はじめに:商品計画とは何か?
販売管理を学ぶうえで欠かせないのが「商品計画(品ぞろえ計画)」の理解です。商品計画とは、小売業が「どの商品を」「いつ」「どのくらい」「どこで」販売するかを計画的に決めることを指します。
単に多くの商品をそろえれば良いというわけではありません。顧客のニーズに応える最適な商品を、無駄なく戦略的に配置することが重要です。販売機会の損失や在庫過剰を防ぐためにも、商品計画は販売活動の土台となる重要な業務です。
商品計画の立て方:カテゴリー単位で考える
商品計画は、商品を「カテゴリーごと」に分けて立案するのが基本です。カテゴリーとは、商品を種類や用途などで分類したグループのことで、たとえば「飲料」「加工食品」「日用品」などがあります。
このように分類することで、売上や利益への貢献度、顧客ニーズ、競合との関係などを個別に分析でき、より精度の高い品ぞろえが可能になります。
カテゴリー単位で計画するメリット
- ターゲット顧客に合った商品構成ができる
顧客の生活スタイルや購買行動に合わせた商品グループごとの提案が可能になります。 - 分析・改善がしやすくなる
売上や粗利益、在庫効率などをカテゴリー別に管理できるため、改善点が見えやすくなります。 - 売場づくりが戦略的になる
カテゴリーの役割(主力・補完・トレンドなど)を明確にすることで、売場演出や販促活動に一貫性を持たせられます。
商品計画の立案プロセス
ここでは、商品計画をカテゴリーごとに作成するための基本的な流れを紹介します。
1. 過去の実績と評価を確認する
まずは、過去の販売実績を把握することがスタートです。以下のような指標をチェックします:
- 売上高
- 粗利益高・粗利益率
- 在庫効率(在庫回転率など)
- 仕入れ額
- マーケットシェアや顧客からの評価
2. 現況を分析する
次に、現在の市場環境や自社の状況を分析します。たとえば:
- 社会・経済環境の変化
- 競合他社の動向
- トレンドや顧客の購買マインド
- 自社の販売力やリソースの確認
3. 目標を設定する
会社の方針や売上目標、販促予算などに基づいて、商品カテゴリーごとに数値目標を設定します。設定する指標には以下のようなものがあります:
- 売上目標
- 粗利益目標
- 在庫回転目標
- 販売促進目標
4. 商品計画を立案する
上記の分析結果と目標をもとに、具体的な商品構成を考えます。重点商品、関連商品、新規商品などをバランスよく組み合わせて、ターゲット顧客に響く売場を設計していきます。
カテゴリー管理におけるチェックポイント
商品計画の実行後は、振り返りや調整が欠かせません。

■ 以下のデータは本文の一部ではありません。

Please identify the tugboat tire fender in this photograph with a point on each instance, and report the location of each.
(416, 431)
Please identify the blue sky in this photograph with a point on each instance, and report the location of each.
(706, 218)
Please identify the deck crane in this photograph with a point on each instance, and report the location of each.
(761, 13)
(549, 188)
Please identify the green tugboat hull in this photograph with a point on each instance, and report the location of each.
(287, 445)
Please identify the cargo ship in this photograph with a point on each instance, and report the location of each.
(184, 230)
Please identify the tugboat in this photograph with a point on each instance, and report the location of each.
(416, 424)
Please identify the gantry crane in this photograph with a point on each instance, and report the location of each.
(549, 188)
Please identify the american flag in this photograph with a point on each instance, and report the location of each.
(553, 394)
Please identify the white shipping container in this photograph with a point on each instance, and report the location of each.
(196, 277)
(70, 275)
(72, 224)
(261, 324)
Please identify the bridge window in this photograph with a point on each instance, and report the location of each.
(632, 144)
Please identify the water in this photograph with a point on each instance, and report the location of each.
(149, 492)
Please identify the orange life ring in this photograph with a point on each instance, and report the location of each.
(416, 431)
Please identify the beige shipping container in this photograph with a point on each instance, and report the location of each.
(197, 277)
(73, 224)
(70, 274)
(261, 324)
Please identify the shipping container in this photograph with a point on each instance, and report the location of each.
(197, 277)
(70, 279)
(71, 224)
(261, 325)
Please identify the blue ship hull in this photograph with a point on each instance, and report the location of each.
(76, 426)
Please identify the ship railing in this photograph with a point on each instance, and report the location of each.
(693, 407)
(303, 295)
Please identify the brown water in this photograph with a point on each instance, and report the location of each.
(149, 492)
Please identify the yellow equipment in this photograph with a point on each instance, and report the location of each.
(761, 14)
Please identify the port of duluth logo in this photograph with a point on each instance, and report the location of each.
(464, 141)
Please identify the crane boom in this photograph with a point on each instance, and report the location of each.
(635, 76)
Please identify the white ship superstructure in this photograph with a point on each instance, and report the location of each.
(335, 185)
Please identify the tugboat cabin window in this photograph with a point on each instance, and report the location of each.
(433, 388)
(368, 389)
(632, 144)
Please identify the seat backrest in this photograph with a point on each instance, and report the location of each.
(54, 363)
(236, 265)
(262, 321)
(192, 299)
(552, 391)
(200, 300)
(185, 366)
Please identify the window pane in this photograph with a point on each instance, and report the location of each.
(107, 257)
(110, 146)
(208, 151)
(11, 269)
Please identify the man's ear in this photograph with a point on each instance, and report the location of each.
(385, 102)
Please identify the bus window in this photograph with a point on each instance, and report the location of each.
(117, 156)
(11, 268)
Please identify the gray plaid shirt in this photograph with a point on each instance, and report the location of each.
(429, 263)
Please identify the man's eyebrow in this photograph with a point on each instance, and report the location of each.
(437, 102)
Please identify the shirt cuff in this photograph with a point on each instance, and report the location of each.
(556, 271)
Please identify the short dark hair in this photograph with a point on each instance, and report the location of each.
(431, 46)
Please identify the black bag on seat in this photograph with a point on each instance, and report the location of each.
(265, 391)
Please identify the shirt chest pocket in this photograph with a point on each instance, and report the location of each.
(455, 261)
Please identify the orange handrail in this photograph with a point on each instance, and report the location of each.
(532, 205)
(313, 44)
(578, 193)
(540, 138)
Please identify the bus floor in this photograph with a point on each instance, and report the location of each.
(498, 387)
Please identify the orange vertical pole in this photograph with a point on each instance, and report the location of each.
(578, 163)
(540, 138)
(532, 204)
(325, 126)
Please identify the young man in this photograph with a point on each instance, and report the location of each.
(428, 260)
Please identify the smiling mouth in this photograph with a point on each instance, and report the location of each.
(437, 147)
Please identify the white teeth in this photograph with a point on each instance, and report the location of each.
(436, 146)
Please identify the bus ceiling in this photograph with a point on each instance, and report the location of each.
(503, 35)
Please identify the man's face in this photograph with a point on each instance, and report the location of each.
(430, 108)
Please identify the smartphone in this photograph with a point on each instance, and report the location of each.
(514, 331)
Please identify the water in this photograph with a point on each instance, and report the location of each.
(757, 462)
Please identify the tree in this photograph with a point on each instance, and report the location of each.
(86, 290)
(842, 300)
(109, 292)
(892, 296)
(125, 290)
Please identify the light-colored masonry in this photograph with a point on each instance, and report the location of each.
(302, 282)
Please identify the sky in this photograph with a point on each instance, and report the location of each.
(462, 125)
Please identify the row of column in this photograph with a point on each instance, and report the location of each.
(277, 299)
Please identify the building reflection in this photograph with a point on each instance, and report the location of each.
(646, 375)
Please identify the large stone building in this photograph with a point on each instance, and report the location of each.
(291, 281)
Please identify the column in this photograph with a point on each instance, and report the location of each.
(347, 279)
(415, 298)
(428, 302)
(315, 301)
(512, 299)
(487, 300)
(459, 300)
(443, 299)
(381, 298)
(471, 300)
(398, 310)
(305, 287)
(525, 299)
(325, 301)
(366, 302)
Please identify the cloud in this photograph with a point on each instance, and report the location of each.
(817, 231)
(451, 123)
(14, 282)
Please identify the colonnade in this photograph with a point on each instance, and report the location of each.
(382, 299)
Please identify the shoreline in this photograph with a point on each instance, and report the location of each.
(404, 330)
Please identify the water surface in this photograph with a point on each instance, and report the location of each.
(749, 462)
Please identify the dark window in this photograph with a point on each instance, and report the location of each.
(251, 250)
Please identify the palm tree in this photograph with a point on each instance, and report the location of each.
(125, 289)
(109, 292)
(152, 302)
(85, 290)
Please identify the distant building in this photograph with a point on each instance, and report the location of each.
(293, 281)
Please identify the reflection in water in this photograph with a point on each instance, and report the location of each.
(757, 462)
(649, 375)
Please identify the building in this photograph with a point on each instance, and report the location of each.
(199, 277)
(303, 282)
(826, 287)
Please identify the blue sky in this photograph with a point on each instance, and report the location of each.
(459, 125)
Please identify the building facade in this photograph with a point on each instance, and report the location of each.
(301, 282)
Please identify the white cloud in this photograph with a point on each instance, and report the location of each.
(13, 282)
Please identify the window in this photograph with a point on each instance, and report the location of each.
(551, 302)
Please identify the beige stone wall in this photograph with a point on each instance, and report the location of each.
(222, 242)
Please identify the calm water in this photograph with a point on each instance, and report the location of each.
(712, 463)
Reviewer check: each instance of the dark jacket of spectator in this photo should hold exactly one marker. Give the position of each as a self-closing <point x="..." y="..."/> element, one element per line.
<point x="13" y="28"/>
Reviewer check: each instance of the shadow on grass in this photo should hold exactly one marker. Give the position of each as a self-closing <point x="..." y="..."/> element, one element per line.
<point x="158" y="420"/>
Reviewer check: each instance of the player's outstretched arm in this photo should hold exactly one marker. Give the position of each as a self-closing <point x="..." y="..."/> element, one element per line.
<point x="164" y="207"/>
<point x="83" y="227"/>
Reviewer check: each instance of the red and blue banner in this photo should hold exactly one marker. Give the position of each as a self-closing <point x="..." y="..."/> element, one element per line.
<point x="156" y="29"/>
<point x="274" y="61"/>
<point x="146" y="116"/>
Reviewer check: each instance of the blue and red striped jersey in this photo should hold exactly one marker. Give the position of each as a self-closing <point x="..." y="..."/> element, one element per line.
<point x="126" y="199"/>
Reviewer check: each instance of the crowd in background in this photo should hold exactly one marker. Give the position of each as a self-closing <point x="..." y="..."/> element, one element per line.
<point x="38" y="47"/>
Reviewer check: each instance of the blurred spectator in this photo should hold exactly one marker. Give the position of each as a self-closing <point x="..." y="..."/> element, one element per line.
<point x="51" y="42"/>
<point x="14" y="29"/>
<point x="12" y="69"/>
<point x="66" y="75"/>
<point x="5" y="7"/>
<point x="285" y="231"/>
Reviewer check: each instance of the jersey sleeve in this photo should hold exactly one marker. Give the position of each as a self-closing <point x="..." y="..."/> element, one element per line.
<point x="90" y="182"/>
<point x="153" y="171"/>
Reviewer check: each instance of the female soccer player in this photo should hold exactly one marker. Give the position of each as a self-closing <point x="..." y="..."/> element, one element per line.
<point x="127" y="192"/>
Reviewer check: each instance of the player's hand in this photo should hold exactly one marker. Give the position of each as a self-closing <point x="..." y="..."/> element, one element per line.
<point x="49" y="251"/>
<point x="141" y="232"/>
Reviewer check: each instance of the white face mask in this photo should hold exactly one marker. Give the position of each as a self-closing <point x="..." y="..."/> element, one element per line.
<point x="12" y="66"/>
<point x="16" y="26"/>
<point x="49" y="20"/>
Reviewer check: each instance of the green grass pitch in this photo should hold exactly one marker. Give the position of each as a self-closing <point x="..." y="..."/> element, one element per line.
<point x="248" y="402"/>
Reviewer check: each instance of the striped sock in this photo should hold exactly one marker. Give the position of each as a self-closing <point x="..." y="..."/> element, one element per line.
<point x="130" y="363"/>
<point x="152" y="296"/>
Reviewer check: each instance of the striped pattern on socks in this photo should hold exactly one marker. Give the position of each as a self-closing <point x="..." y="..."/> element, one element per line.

以下のような分析・改善項目を定期的に確認しましょう。
結果分析項目
- 営業数値(売上・粗利など)
- カテゴリー別の販売状況・成果・反省
- 市場づくり・プロモーションの結果分析
- 競合との比較分析
- 次年度への改善点とまとめ
実施調整項目
- 地域特性に合わせた商品調整
- 価格の見直しやタイミング調整
- 店舗ごとの特性に応じた柔軟な対応
- 処分期(在庫一掃)のタイミングと方法
まとめ
商品計画は、販売管理の中でも非常に重要なテーマです。そしてその成功のカギは、「商品カテゴリーごとに計画を立てること」にあります。
過去のデータを分析し、現状を把握し、目標を設定して、カテゴリーごとに具体的なアクションを起こすことで、効率的かつ効果的な販売戦略が実現します。
販売管理を学ぶ皆さんは、単なる理論にとどまらず、現場でどう実践するかという視点も持って、商品計画を深く理解していきましょう。